Their vote came four hours after heated debate over whether or not the warehouse should be converted into a 200 bed facility for the homeless. The facility is located off the 91 freeway, and is on 1000 N. Kraemer Place in an industrialized part of Anaheim.
Those that were against opening of the facility were business owners that surround the area, as well as residents from nearby neighborhoods. Their argument against opening a year-round homeless shelter is it will only lead to more crime and become “a magnet to additional homeless in the area,” said Mike Chew, who is a nearby resident who lives a mile away from the facility.
The opponents also fear that once this location is open that it will deter customers from shopping at their stores. The residents in the nearby neighborhoods fear that the homeless shelter will lower their value of their home.
Those that were in favor of opening a year-round homeless shelter included advocacy groups, charities, and churches.
One of the supporters was Curtis Gamble, who, as the O.C. Register reports, was homeless for six years, told the forum, “It’s time we help the veterans. We served the country, we looked out for you. It’s time to look out for us.”
With the shelter approved, board Chairman Todd Spitzer was reported saying, “If we do it here and we do it right and we dispel all the myths, we can do this and we can solve the homeless problem in our county.”
The 200 bed homeless shelter will be, “equipped with a multiservice center that would assist occupants with health, employment, housing and other services.” Shuttles will be available to transfer people to and from the shelter to jobs and appointments. Homeless clients who have pet dogs will also be able to keep their pets in kennels and be able to play with them in a dog park that is located on the facility. The shelter will also offer a bike repair station, as was reported Scpr.org. It will also help people find permanent housing and permanent employment.
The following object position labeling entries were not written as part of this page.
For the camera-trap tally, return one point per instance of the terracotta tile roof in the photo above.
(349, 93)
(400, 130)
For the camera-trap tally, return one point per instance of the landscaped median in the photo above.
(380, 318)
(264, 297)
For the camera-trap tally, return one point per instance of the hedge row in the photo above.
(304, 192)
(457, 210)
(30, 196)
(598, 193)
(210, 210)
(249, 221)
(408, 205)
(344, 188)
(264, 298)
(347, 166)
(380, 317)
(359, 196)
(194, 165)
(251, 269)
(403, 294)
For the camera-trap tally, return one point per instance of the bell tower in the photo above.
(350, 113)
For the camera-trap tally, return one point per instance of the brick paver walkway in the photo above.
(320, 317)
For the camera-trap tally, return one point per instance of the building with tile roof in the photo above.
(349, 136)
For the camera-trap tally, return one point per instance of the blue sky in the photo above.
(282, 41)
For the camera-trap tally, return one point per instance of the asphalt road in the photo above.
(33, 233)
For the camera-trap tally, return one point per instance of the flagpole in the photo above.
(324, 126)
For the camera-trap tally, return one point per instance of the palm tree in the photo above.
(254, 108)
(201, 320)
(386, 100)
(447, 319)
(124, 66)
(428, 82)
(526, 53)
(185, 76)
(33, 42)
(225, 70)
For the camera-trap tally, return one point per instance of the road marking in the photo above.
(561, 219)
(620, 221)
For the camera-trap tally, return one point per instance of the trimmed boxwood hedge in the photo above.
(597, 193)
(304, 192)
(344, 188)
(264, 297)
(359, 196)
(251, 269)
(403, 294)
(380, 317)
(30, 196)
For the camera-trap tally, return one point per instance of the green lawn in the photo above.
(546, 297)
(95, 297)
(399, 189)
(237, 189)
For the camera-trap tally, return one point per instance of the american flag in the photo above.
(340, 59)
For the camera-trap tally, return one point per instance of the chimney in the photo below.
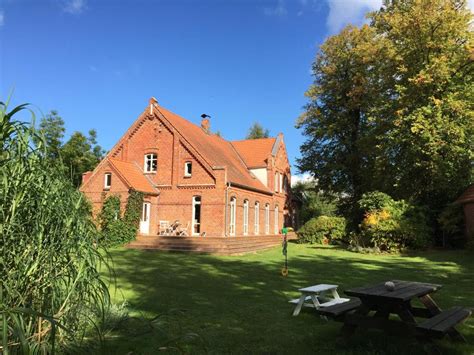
(86, 176)
(151, 102)
(205, 123)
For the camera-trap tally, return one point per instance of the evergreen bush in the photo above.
(393, 225)
(316, 229)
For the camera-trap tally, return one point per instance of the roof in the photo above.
(215, 150)
(255, 152)
(132, 176)
(467, 195)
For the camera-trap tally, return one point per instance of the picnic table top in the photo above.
(404, 291)
(318, 288)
The shelter will be able to provide, “122 beds for men, 64 beds for women with an additional, separate wing for families. Cots, mats and cribs would be used for overflow.” There will also be a “[f]lexible sleeping space [that] would also be provided for transgender populations, people with special illnesses or people in recuperative care.”
The shelter beds will be available upon reservation only, and a background check must be passed to ensure there are no wanted felons or sex offenders from entering the facility. They are hoping there will be an average stay of 30 days, with a six month stay maximum.
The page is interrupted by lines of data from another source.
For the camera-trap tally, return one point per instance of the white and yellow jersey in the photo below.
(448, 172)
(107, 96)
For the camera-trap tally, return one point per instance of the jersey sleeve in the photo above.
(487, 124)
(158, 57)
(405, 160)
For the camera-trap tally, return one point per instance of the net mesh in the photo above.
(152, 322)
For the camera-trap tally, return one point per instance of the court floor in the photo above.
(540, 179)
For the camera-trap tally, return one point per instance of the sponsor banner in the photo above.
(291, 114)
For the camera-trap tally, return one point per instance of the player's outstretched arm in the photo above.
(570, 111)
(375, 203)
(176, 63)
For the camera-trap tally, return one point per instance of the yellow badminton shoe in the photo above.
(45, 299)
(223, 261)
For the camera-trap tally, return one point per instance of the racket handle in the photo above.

10 percent of the shelter’s beds will be reserved for referrals from law enforcement agencies. And to make sure this facility is safe there will be unarmed private security guards patrolling the property. The shelter will also have metal detectors, cameras, and outdoor lights to ensure safety.
It is estimate that nearly 15,300 people will experience at least one night of homelessness over the course of this year, according to Orange County Commission to End Homelessness.
Although the 200 bed shelter is only going to help a fraction of the 4,500 people who are homeless in Orange County, but as Karen Stoyanoff, who is a member of Anaheim’s Poverty Task Force and a minister of the Unitarian Universalist Church in Anaheim, said “[The shelter] is a drop in a bucket, but the point is, we’ve got to start somewhere.”